Study on Output Characteristics of High Repetitive Frequency Nanosecond Pulse Generator Based on the Inductor-Isolation Avalanche Transistor Marx Circuits

Abstract

The production efficiency of active species will be dramatically increased with higher pulse repetitive rate and voltage amplitude in applications driven by the repetitive nanosecond pulses, such as the atmospheric pressure plasma jet generation and plasma sterilization. Marx circuits based on the avalanche transistors is capable of generating pulses with extremely short width (down to several nanoseconds or picoseconds) and high repetitive frequency (up to MHz), suitable for the plasma generation. Traditional avalanche transistor Marx circuits are constructed on the resistor-isolation topology. Previous studies showed that single Marx circuit is capable of generating pulses with about several kV and 10kHz repetitive rate on a resistive load. However, the achievable repetitive rate of the resistor-isolation topology is limited by the RC time constant and the output voltage amplitude will decrease with smaller resistance due to the weaker pulse-isolation-effect in the Marx erection phase. Meanwhile, the total energy efficiency is unavoidable low due to the energy loss in resistors, mainly in the charging phase.

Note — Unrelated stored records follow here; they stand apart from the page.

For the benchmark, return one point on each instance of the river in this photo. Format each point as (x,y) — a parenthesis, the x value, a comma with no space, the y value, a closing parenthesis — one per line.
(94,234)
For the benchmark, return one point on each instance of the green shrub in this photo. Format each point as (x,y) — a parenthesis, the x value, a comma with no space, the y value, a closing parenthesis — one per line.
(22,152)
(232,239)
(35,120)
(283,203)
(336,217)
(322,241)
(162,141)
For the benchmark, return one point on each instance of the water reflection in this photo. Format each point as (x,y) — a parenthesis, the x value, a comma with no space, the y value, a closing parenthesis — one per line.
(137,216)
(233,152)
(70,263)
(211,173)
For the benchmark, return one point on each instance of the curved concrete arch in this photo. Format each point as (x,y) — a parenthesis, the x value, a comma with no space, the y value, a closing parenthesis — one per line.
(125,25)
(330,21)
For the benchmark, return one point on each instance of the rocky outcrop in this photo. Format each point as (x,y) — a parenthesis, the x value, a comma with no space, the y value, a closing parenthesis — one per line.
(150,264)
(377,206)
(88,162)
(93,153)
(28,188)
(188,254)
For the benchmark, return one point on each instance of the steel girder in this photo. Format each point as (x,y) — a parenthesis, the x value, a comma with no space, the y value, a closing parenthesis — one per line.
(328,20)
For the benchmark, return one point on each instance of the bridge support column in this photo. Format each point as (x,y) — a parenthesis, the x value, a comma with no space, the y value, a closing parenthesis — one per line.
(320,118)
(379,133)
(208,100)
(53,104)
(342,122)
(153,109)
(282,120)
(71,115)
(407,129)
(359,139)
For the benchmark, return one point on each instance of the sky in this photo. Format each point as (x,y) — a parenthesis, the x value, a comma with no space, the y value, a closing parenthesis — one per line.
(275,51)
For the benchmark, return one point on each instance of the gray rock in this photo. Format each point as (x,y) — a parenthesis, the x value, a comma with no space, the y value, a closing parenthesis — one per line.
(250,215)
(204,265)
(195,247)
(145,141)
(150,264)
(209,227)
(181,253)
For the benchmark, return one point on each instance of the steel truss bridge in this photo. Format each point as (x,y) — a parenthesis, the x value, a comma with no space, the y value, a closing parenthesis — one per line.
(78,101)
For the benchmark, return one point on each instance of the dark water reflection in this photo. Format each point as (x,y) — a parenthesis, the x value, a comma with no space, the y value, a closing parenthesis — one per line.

In this paper, the inductor-isolation avalanche transistor Marx circuit was designed for efficiently improving the repetitive output capability and total energy efficiency. The influential factors on the output performance were studied including inductance of isolation inductors, number of stages of Marx circuit and capacitance of main capacitor. Continuous output operation mode and burst output operation mode were also designed for various applications.